Şu anda ABD bölgede, YPG’ye dayanarak varlığını sürdürüyor ve ben onların ABD’nin ortakları olarak adlandırmaya karşıyım. Sonuç önemlidir ve eğer bu Washington-Kamışlo işbirliğine bakarsak Kürtler bunun sayesinde Fırat’ın güneyinde kontrol sağladılar. Ayrıca Fırat’ın kuzeyinde bulunan Afrin ve Minbiç gibi iki büyük bölgede de kontrolü sağladılar.
Suriye’nin kuzey sınırının büyük kısmını Kürtler kontrol ediyorlar. Eğer Türkiye’nin 2016 işgali olamasaydı daha da büyük bölümünü kontrol edeceklerdi. Türkler, Bab’ı ele geçirerek Afrin ve Kobani kantonlarının birleşmesini engellediler. Afrin kopuk bir bölge olarak kaldı ve Türkiye’nin Doğu Akdeniz’e çıkışının önünde engel oldu.
Böyle bir durum Ankara’yı çok rahatsız ediyor, zaten uzun yıllardan beri Güneydoğu’da Kürt gerillalarına karşı savaşıyor.
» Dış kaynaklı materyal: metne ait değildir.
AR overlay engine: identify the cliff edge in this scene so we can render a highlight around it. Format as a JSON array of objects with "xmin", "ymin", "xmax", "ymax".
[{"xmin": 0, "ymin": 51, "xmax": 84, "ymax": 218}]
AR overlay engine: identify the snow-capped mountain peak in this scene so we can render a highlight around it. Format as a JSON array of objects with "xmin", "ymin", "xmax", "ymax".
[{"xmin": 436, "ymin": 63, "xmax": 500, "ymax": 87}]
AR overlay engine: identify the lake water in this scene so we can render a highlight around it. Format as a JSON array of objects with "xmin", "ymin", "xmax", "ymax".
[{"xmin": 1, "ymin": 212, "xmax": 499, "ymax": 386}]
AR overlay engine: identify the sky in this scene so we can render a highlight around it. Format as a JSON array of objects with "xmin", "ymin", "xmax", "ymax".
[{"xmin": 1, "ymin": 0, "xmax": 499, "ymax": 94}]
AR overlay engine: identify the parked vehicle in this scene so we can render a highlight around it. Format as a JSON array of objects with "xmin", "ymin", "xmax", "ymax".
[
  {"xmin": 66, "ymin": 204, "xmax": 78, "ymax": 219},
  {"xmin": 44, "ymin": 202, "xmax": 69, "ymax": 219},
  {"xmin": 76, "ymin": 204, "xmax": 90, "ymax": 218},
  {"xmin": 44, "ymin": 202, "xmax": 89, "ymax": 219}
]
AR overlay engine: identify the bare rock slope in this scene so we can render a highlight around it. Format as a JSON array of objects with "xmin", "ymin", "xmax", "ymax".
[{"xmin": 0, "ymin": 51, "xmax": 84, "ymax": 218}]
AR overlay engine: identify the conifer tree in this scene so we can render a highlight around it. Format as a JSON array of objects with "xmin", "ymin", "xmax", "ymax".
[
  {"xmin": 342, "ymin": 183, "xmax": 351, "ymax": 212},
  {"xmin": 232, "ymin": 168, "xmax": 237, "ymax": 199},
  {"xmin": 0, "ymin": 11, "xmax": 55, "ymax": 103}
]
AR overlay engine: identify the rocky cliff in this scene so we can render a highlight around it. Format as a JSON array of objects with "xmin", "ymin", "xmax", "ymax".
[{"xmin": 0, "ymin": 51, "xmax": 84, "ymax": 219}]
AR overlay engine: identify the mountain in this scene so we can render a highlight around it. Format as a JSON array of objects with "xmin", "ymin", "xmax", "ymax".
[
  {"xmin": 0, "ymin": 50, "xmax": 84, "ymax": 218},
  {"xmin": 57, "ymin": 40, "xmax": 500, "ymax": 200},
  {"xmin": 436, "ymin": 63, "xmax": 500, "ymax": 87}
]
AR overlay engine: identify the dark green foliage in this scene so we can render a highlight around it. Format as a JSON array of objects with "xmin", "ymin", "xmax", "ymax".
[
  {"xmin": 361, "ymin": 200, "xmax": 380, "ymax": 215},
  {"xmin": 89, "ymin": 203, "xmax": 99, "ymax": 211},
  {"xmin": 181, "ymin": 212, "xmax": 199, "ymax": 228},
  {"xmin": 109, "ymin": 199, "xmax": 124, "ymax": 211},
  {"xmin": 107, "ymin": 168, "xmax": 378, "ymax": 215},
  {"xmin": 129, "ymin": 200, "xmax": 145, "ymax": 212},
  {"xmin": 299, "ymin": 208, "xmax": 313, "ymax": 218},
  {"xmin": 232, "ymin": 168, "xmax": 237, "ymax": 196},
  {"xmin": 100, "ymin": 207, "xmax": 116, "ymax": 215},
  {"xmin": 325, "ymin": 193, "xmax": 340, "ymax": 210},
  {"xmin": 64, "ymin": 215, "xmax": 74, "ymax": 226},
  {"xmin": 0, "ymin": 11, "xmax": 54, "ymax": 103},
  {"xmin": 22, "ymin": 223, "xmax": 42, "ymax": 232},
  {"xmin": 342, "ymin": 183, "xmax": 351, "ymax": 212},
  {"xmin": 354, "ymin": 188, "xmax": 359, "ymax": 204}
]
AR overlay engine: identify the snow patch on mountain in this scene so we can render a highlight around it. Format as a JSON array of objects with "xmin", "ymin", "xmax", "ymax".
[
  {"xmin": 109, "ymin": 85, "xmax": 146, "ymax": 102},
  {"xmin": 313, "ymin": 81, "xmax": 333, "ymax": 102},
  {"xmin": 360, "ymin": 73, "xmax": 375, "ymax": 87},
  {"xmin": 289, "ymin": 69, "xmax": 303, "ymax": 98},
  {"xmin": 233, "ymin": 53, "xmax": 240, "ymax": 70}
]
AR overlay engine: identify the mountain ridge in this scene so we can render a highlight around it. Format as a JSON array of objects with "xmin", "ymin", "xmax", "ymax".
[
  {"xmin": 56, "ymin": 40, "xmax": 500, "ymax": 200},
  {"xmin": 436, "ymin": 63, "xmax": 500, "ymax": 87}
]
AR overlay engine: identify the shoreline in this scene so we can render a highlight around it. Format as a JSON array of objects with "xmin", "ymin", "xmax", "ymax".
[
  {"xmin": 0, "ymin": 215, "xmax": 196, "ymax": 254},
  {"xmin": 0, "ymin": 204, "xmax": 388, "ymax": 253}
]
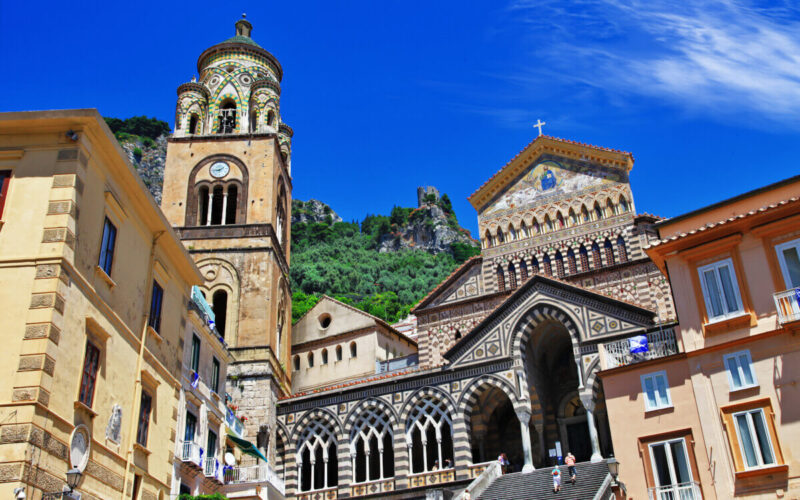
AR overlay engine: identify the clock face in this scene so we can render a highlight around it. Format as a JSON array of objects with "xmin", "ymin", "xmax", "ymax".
[{"xmin": 210, "ymin": 161, "xmax": 230, "ymax": 178}]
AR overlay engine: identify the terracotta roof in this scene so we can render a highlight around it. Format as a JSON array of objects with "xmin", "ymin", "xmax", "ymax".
[
  {"xmin": 647, "ymin": 196, "xmax": 800, "ymax": 248},
  {"xmin": 636, "ymin": 212, "xmax": 666, "ymax": 221},
  {"xmin": 411, "ymin": 256, "xmax": 483, "ymax": 312},
  {"xmin": 469, "ymin": 135, "xmax": 634, "ymax": 202}
]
Türkiye’de 20 milyondan fazla Kürt yaşamakta ve bunun çoğu ülkenin doğu ve güneydoğundadır. Bu 81 vilayetli Türkiye’de 23 vilayettir. Devletin şiddet politikasının sonucunda 60 binden fazla insan hayatını kaybetti ve bu savaş 100 milyar dolara mal oldu.
Rojava’da en güçlü olan parti PYD’dir ama Türkiye bunu dikkate almıyor. Türkiye Cumhurbaşkanı Tayyip Erdoğan buradaki tüm Kürt güçlerini "terör örgütü" olarak gördüğünü ve isim değişikliklerin hiçbir önemi olmadığını dile getiriyor.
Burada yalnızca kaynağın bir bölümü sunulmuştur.